5月5日(月) 全国の5月5日生まれのみなさん、おめでとうございます!

 午後から昭和記念公園へ出かけた。
 デパートの地下でおにぎりと柏餅を買う。ちなみにこの日に生まれた人間として柏餅で祝うのは自然なことである。もちろんケーキも食べる。お腹も猛烈にすいているので、おにぎりは3つずつ。売ってるおにぎりってご飯少ないものね。
 立川駅から歩き、公園内で食べる場所を目指してさらに延々と歩く。暑い〜。公園内も人が歩くところはほとんど舗装されている。体高の低いワンちゃんたちがかわいそう。花盛りのポピーにも目をくれず、売店でお茶とビール(!)を買い、木陰にシートを敷いてお昼。食べて落ち着いてみると、かなり食べたという感じがする。そのあとポピーや日本庭園の牡丹を観賞。今日はお子さま入園無料です。お誕生日の人はだめですか〜。
 駅まで戻り、ルミネに新しくできた“イタリアの潮風を感じる”カフェで、ハチミツとマスカルポーネの白いタルトとアールグレイ(オット)、シトラスとオレンジクリームチーズのタルトとコーヒー(亭主)をいただく。イタリアの潮風を感じる店の名はフランス語。

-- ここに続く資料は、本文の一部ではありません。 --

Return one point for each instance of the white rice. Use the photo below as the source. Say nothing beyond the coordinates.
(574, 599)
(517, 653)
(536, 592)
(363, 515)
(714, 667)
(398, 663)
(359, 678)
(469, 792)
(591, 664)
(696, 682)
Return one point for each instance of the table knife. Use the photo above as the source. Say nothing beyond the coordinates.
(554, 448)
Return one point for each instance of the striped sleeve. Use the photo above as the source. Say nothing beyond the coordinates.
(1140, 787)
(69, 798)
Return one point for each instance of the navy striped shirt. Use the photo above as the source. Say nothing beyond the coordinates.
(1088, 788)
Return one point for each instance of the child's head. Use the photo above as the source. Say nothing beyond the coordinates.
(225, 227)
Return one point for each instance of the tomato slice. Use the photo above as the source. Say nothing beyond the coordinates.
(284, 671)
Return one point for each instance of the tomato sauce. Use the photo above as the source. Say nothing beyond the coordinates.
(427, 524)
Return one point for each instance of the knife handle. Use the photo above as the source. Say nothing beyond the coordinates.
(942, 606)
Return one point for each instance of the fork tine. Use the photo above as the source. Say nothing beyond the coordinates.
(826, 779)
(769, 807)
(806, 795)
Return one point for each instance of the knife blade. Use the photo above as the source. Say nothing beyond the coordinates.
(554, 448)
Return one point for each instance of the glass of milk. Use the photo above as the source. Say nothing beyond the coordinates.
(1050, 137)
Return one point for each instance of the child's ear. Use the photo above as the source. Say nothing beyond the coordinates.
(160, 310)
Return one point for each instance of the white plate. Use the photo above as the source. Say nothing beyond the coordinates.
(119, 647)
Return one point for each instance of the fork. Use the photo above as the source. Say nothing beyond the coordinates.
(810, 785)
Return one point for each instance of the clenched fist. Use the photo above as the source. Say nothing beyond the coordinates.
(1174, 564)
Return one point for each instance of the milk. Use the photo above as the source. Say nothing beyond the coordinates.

 夕食はスペイン料理の店『タパス』へ行くつもりで電話をかけてみると、電話が転送されて今日はお休みだと言われた。グランデュオへ偵察にゆくと、ゴールデンウィーク中屋上を開放しているというので屋上マニアはさっそく昇る。屋上への階段を上がりきった踊り場で男の子が「疲れて足が痛いからエレベーターに乗りたい」ともっともな理由で泣き叫んでいる(先に降りかけているお父さん、ここが正念場です)。屋上はミニSLやトランポリンといった臨時の遊具を設置している。端っこの方までいって景色を見られる場所が少なくで残念。でもルミネの屋上の方が高いような気がする。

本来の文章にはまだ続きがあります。